4th November 2016 at 00:00
The loss of archaeology A level could affect the house-building industry
There has been an outcry over the withdrawal of ‘specialist’ A levels such as archaeology – and there are a number of subjects with far fewer entries

A levels in “specialist” subjects such as archaeology, history of art and classical civilisation will be dropped next year, partly owing to challenges around marking. Only 369 students sat an A level in archaeology last summer, while 839 took history of art.

Critics have warned that infrastructure and house-building projects will suffer as a result of the subject’s removal because of the key role that archaeologists play in preparing sites.
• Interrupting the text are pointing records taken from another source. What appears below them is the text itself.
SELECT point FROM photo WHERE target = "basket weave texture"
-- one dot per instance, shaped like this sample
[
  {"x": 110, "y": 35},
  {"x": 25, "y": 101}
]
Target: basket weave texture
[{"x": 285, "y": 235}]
A petition to save the A level has gained more than 12,000 signatures, and has even garnered the support of former Time Team presenter Sir Tony Robinson.

Low-entry A levels

Although archaeology is going to be withdrawn as an A-level option, there are other subjects that attract far fewer students.

Last year, just 20 students sat a science in society A level with AQA and 44 took an A level in critical and contextual studies with Edexcel. Meanwhile, only two students took pure maths at A level with OCR, while six sat an exam in humanities.

In Scotland, the lowest number of entries for a subject at Higher was for Gaelic as a foreign language, with 84, while 92 students took Urdu.